The practical trade-off is light and weather. As Sweden's northernmost town, roughly 145 km north of the Arctic Circle, Kiruna has real streetlight and a floodlit iron-ore mine, so faint displays are best watched from just outside the centre. And because the town sits on the eastern, wetter side of the mountains rather than in Abisko's rain shadow, it sees more cloud, which is why locals keep a car handy and stay ready to drive to a clear gap.
Where to watch: the mountain, the river, and Jukkasjärvi
The best viewing near Kiruna is any dark spot with an open northern horizon within a short drive of town. Mount Luossavaara, the town's own ski hill, is walkable from the centre and gives a 360-degree view over the fells.

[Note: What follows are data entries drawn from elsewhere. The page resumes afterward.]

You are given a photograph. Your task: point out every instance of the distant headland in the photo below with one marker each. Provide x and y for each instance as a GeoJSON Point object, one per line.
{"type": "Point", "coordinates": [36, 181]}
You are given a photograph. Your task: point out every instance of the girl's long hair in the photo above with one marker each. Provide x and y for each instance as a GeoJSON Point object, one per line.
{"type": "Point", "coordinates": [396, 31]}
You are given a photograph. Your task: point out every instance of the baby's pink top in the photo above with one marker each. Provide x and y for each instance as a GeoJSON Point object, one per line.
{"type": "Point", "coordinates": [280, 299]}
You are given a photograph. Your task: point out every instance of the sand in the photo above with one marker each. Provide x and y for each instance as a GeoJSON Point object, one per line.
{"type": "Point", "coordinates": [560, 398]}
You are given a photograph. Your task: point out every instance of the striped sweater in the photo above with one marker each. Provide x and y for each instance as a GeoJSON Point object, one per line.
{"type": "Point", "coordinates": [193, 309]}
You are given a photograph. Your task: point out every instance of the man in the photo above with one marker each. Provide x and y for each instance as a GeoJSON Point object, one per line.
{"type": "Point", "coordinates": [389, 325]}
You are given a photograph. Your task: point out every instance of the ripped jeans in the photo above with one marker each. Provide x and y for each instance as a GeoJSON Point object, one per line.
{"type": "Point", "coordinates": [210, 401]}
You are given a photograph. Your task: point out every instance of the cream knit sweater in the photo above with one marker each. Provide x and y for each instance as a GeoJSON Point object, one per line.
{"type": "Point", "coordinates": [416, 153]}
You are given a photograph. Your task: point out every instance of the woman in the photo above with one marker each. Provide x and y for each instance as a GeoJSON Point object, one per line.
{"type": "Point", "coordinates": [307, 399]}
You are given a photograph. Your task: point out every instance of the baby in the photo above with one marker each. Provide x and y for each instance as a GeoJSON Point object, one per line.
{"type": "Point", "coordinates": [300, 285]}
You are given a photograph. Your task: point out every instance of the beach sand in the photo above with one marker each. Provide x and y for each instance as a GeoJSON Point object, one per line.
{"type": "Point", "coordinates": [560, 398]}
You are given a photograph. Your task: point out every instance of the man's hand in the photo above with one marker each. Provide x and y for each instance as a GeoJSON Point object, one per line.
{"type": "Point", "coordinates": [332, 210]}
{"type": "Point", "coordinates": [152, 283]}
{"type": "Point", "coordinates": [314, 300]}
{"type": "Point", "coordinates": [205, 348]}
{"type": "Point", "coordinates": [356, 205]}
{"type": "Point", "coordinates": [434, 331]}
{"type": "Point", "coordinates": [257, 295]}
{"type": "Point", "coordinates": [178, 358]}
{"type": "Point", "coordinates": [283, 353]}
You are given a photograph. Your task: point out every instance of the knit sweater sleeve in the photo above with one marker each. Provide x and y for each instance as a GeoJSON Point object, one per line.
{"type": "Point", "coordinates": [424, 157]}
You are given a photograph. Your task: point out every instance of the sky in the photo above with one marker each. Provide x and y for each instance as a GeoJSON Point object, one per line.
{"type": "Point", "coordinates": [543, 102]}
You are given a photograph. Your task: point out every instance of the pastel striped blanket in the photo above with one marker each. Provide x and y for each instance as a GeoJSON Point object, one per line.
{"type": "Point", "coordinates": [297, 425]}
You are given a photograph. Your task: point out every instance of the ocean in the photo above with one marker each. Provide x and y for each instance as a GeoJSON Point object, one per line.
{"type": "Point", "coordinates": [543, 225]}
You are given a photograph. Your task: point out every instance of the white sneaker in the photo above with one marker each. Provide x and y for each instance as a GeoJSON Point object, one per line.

For a classic foreground, head 17 km east to Jukkasjärvi, home of the original Icehotel, where the frozen Torne River opens up a wide, dark stretch of sky.
Further out, the road southwest to Nikkaluokta ends at a Sami village that is the gateway to Kebnekaise, Sweden's highest mountain, with some of the darkest skies in the area. Kiruna is also a science town for the aurora: the Swedish Institute of Space Physics has studied the lights here since 1957, Esrange Space Center runs a rocket range and satellite station about 40 km east, and the EISCAT radar nearby probes the same upper atmosphere the aurora lights up.
Season, midnight sun, and polar night
Aurora season in Kiruna runs from early September to early April, with the equinox months of September and March statistically the strongest. In those months the nights are long enough for real darkness while the weather is often milder than midwinter, and the September equinox can offer up to 14 hours of dark sky. Plan the core viewing window between about 9 pm and 2 am, when your location rotates under the most active part of the oval.
Two extremes bookend the season. From late May to mid July the midnight sun keeps the sky bright around the clock, so no aurora is visible at any activity level, which is why the verdict above talks about the season instead of an hourly forecast in summer. In deep midwinter the opposite happens: the sun barely clears the horizon, darkness starts in the afternoon, and you can catch displays hours earlier than a traveller further south.